También les supe contar otra historia que había tenido gran ingerencia en el ámbito religioso de aquella provincia del interior. Mi público se mantuvo en vilo a lo largo del relato. Yo le ponía intriga. Fui testigo de la transformación del cura en persona civil. Se trataba de un favorito del episcopado, también de la grey cristiana, padrino de un centenar de niños y de otros tantos casamientos, bautismos y confirmaciones. La gente moría por tenerlo de padrino, de lo que fuera, como si el virtuosismo de él les certificara la entrada al cielo. Había recibido innumerables lauros de la alta Curia, y hasta había sido invitado por el Santo Padre, un par de veces, al Vaticano. Era candidato seguro para acceder a la cúpula de la Iglesia. Pero un día se le cruzó un par de ojos azules, con largas pestañas y lo miraron con seducción. La fructífera carrera eclesiástica quedó trunca. Se puso de novio con esa bella mujer. En adelante ofició de Intendente de un pueblo del interior y se convirtió en un hombre igual que cualquier vecino, con familia, mujer, hijos. Y un cargo público. En vez de regresar al Vaticano a pelear por el puesto de Cardenal, resignó su futuro a vivir en un lugar anónimo convertido en un burgués más. Y tuvo su rúbrica: igual que a un cristiano común y corriente, también le pusieron los cuernos. Ni los curas se salvan.

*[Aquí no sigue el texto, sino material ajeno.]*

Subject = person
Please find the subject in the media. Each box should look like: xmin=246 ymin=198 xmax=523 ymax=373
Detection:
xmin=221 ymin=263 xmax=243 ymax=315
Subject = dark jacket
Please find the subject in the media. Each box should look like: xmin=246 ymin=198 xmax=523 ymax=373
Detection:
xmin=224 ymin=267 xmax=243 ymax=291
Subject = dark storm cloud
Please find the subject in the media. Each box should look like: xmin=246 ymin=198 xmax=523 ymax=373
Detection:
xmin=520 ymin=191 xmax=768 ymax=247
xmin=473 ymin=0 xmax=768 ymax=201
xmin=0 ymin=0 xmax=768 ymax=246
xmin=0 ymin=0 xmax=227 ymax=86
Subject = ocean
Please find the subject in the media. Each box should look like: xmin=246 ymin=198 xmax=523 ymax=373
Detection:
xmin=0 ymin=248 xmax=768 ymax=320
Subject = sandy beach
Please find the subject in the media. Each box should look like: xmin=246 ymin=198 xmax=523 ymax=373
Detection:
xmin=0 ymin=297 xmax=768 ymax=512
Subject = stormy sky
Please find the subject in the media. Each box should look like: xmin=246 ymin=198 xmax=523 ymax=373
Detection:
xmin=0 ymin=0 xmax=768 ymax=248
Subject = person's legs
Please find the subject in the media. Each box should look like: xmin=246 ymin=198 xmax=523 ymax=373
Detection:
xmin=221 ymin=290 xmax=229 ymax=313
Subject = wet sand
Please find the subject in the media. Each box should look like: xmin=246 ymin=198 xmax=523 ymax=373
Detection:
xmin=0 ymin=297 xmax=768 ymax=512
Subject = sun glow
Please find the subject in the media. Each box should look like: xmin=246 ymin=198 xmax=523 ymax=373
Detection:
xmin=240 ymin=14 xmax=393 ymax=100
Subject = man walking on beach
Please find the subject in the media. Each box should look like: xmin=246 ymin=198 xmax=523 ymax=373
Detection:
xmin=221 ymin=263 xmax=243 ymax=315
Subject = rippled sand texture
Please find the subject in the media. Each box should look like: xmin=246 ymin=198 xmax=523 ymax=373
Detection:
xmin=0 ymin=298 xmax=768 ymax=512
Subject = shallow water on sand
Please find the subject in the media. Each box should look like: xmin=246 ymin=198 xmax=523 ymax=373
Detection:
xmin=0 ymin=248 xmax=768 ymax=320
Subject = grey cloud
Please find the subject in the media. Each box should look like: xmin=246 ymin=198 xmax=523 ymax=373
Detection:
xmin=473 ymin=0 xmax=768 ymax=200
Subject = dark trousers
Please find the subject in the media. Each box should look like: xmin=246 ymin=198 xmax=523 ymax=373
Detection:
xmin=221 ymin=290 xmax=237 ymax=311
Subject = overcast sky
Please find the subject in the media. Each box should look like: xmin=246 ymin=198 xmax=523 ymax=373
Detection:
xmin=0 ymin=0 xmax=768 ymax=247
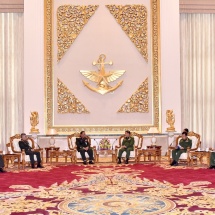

Tengo el poder de dramatizar mis relatos. Había que ver la cara de mi platea, eufórica, lujuriosa; los presos pedían más. Entonces yo me divertía a rabiar. Enganchaba con otros casos hasta quedarme sin libreto. Les conté que hay quienes priorizan su banca en el Vaticano a los placeres del cuerpo y del alma (y ahí les mandé la novela “El Pájaro Canta hasta Morir”, con el Padre Ralph y Meggie Cleary); aunque en ese caso el cura tuvo placeres en módicas cuotas y en tórrido romance. El hombre no es infalible. El cura es hombre. Tampoco es infalible.
- Mirá, los curas… qué me decís. Éste fue vivo. Se la fifó a la Meggie y después siguió tragando hostia. – rubricó el Cabezón, con malicia.